The turban squash (Cucurbita maxima var. turban squash) is of a “mushroom” shape which divides the fruit in 2 parts: an upper part, which is large and usually red, and a lower part that is smaller and can be of various colours.
The skin is smooth on the upper part, while the lower part is “warty” and uneven.
The flesh is orange, with a sweet flavour and a floury texture.
In the kitchen it is used as an ingredient in dishes such as soups and purées.
This variety is appreciated and used for ornamental purposes, due to its peculiar shape.
Violina (Cucurbita moschata var. violina) is a squash with an elongated fruit that is slightly narrower in the centre and yellowy-hazelnut coloured; the skin is wrinkled and has shallow longitudinal ribs. The flesh is bright orange and has a very pleasant flavour.
In the kitchen it is used to make soups and creams, or as an ingredient in more complex dishes.
Hubbard (Cucurbita maxima var. hubbard large blue) is a variety typically grown in North America.
It is medium sized, slightly elongated and has an irregular shape; the skin is greyish green and wrinkly with longitudinal ribs that are not very pronounced. The flesh is yellowy-orange and very tasty.
In the kitchen it is used to make soups and purées or as an ingredient in more complex dishes.
The Butternut squash (Cucurbita moschata var. butternut) comes from North America.

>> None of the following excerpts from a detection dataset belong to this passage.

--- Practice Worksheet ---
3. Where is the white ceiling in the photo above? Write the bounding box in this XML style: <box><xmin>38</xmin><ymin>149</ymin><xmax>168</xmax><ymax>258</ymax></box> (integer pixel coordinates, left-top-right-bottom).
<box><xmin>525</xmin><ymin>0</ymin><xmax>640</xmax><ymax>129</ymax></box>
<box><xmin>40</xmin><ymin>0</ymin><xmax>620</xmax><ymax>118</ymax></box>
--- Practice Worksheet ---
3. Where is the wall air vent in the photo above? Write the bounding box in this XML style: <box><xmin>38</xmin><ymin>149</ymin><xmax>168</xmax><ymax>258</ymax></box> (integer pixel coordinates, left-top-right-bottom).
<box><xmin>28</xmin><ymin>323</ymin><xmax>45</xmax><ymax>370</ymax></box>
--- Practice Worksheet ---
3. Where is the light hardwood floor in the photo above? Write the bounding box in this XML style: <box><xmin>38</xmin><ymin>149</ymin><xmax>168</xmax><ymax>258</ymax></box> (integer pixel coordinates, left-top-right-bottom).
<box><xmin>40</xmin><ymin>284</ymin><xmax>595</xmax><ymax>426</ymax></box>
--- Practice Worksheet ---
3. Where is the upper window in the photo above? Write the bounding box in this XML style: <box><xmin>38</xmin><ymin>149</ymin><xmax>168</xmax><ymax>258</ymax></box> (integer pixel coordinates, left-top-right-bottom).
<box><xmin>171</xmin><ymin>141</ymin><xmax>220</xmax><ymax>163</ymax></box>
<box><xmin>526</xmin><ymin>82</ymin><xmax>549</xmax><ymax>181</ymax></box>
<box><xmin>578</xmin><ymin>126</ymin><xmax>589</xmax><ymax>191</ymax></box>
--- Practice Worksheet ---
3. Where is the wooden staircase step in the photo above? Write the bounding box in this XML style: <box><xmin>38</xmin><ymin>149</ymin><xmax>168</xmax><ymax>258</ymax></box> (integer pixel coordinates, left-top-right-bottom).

It has an elongated shape, slightly larger at the bottom. The skin is smooth, yellowish hazelnut coloured and thinner than average. The flesh is yellowy orange coloured and compact. It has a highly appreciated sweet flavour, this is why it is used in the kitchen to prepare purées and soups or as an ingredient in more complex dishes.
Marina di Chioggia (Cucurbita maxima var. marina di Chioggia) is one of the most widely grown varieties of squash in Italy.
It is greenish grey coloured and has a flattened rounded shape with pronounced ribs. The flesh is yellowy orange, thick and firmly attached to the skin, which is rough, uneven and "warty".
Marina di Chioggia squash has a highly appreciated flavour, it is especially suitable for making soups and can also be used as an ingredient in other more complex dishes, such as gnocchi and risotto.